The President upheld the Senior Arbitrator’s finding that the worker continued to be classified and paid as an Ambulance Officer (paramedic) by reason of the application of the relevant Award provisions.  The President did not believe there was any inconsistency in the worker being unable to work in the field as a paramedic, because of his back injury, and his continuing to be employed as a paramedic.

The President accepted the Senior Arbitrator correctly found the worker, by reason of his training and experience, satisfied the criteria for the classification of “Ambulance Officer Grade 2” in accordance with the 2006 Award.

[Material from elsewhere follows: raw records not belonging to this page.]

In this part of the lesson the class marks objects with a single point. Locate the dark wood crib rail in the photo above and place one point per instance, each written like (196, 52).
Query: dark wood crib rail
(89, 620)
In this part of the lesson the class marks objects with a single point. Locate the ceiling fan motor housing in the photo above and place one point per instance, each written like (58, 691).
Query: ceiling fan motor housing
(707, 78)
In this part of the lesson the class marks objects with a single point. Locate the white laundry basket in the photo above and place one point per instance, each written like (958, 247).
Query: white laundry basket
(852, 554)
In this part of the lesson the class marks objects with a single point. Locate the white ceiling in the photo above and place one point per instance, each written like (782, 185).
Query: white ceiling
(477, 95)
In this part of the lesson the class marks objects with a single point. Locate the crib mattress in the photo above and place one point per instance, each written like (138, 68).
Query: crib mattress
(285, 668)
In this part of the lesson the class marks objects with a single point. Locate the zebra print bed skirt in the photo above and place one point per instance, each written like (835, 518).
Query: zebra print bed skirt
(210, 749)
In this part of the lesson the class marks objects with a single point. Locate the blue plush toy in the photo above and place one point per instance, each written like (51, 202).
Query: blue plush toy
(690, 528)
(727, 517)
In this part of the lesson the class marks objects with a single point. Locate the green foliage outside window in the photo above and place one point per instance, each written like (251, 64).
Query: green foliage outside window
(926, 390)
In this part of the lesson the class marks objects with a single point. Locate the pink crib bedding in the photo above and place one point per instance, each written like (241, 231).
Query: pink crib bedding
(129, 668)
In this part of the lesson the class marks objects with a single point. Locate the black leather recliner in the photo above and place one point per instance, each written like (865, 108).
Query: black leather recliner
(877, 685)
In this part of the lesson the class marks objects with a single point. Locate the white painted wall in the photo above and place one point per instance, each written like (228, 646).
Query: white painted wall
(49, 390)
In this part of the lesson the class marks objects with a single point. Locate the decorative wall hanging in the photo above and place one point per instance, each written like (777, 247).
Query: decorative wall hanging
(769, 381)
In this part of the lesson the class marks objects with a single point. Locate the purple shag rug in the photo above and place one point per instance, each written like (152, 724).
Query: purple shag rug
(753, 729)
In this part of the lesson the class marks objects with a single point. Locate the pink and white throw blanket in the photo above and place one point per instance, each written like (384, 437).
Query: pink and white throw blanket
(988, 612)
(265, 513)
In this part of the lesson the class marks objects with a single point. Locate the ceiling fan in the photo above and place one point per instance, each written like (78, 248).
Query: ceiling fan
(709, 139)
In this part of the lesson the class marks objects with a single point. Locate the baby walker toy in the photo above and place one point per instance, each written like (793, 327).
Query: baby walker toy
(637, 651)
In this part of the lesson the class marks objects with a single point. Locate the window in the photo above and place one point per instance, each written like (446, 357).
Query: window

The President rejected the employer’s submissions that Boland J’s views in AWU that the amendments proposed by Parliament were intended to apply only to those persons who are working at the “front line”.  The President accepted the conclusions made by Walton J in Chapman-Davis that, upon the proper construction of clause 25 of Part 19H of schedule 6, the meaning of the term “paramedic” denoted an employee who was classified as a paramedic by virtue of the operation of the Award.

The President considered this construction was consistent with the general intent of the workers’ compensation scheme, as revealed by the definition of “injury” in the 1987 Act, which he thought was not governed by whether a worker was performing particular duties at the time of injury, but rather, whether the injury arose out of or in the course of employment. 

The President agreed with Walton J in Chapman-Davis that the narrow construction proposed by the respondent was inconsistent with the beneficial nature of schedule 6 in the 1987 Act.  The President thought the construction of schedule 6 should be given a liberal rather than a “literal or technical” meaning.  The President considered although Chapman-Davis was not strictly binding on the Commission, the Commission should follow a considered and reasoned decision of the Industrial Relations Commission of NSW (being a superior court of record when sitting as the Industrial Court of NSW as it was in Chapman-Davis).

The President held Senior Arbitrator Snell did not err in concluding that, by reason of his satisfying the relevant Award classification, the worker was employed as a “paramedic” whilst employed at the Northern NSW Operations Centre and was therefore exempt from the operation of the 2012 amending Act.  The President agreed with Senior Arbitrator Snell the actual duties performed by the worker at the Operations Centre, whether they involved giving paramedic advice and instruction or merely directing ambulances, was immaterial to the Senior Arbitrator’s finding that he came within the definition contained in the applicable Award. 

(A similar finding was made by Senior Arbitrator Snell in D’Angelo v NSW Police Force [2016] NSWWCC 544 where a special constable was found not to be a ‘police officer’ within the meaning of Schedule 6, Part 19H, clause 25 of the 1987 Act as he did not fall within the definition contained in the Police Act 1990 and the Police Regulation 2000).

As such, President Judge Keating confirmed the determination of Senior Arbitrator Snell of 15 December 2015.

Implications

What we learn from this decision is that you need to go beyond what duties a worker is performing at the time of his or her injury or what their current role is, but how they are classified in order to come within clause 25.

The decision opens the doors for arbitrators to find employees of either Ambulance Service of NSW, NSW Police Force or Fire and Rescue NSW are paramedics, police officers or firefighters if they come within the definition contained in the applicable award, regardless of whether they are performing emergency or rescue work at the “front line”, and they are paid an allowance because of their qualifications.